Unless I am embarassingly wrong.

------
stillsut
When _not_ open-source is okay:

Basically hardware. Say you're trying to create scientific image proc for an
an off-the-shelf smartphone. The following review of the 40MP android nokia
shows the debate. [http://www.cnet.com/news/the-secret-behind-
nokias-41-megapix...](http://www.cnet.com/news/the-secret-behind-
nokias-41-megapixel-camera-phone/)

The key point takeaway for me is how you create cheap consumer level
electronics with a research team behind it. (Hint - Nokia's investment in R&D
depends on them expecting to get lots customers)

Con: There is contention that this order of magnitude increase in pixels is
not useful to image quality. And proprietary algo's on embdeded hardware in
the camera module (7px "sampling" -> 1px "stored") is not available.

Pro: In some cases, there is contention that this innovative smartphone camera
increases signal to noise ratio, so maybe we live with the black-box of the
hardware to get better images downstream.
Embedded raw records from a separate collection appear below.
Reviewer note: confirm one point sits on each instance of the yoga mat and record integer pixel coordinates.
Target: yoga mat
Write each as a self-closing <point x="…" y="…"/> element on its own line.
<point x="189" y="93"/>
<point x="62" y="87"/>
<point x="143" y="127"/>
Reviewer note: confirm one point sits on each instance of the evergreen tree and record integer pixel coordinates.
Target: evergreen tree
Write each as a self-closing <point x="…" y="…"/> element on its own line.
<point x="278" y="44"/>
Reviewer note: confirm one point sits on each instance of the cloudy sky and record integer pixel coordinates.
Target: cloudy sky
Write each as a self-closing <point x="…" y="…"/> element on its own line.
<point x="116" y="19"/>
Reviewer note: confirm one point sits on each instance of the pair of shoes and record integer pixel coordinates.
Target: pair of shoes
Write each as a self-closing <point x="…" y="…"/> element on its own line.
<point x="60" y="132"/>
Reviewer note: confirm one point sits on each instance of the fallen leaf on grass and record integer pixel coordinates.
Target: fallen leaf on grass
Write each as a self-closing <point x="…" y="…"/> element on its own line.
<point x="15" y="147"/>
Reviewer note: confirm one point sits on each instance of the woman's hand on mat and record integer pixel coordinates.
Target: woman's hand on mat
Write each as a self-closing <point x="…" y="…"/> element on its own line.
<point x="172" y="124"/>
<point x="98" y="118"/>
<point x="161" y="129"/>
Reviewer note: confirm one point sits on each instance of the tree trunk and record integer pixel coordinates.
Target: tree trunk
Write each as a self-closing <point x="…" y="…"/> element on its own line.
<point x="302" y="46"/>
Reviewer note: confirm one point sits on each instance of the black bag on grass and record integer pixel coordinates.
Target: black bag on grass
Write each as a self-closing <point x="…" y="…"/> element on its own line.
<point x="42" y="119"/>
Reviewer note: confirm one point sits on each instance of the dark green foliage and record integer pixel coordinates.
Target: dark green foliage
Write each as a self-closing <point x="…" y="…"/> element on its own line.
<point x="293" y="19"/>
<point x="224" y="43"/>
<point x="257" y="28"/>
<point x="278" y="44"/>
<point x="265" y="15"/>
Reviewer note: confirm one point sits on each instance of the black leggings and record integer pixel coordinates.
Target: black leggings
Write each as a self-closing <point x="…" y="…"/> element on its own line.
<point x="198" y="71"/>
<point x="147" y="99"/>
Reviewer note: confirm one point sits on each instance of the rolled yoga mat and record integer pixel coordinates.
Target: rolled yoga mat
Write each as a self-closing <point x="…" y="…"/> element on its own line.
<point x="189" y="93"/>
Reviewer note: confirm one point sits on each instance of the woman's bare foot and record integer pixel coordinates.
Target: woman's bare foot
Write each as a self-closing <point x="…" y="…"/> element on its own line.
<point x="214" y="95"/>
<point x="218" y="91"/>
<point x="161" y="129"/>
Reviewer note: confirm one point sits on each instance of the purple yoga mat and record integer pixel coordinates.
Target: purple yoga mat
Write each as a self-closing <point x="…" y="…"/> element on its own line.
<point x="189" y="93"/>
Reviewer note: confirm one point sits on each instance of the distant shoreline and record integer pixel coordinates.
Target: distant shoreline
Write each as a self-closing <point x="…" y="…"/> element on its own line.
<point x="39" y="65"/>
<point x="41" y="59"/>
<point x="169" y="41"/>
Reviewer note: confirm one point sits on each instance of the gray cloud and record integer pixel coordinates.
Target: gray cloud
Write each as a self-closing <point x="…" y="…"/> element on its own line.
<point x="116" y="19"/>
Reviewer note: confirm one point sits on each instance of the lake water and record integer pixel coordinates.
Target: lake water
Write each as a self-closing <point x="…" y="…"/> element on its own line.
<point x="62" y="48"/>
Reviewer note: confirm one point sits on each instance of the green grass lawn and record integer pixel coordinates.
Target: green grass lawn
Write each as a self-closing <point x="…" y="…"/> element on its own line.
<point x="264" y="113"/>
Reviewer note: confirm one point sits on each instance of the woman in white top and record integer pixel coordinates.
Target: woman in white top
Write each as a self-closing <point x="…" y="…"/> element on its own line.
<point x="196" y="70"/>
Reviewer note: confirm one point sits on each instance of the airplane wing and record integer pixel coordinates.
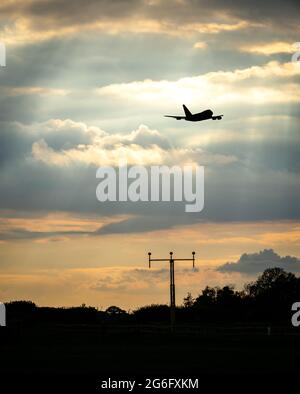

And if "gimmicks" like this huge
camera sensor sell units, we can expect more cheaply available units for mass
deployment of the hardware/software. -> Thus for hacking we're riding the wave
of mass adoption of what we're once esoteric technologies - high-end digital
image sensors.

------
_tb
hacking is a style of programming, hacking is being a cool start up guy,
hacking is being a computer wizard, hacking is X, hacking isn't Y.

why some people keep trying to use the word hacking for what they do no matter
what, it's because it sounds cool?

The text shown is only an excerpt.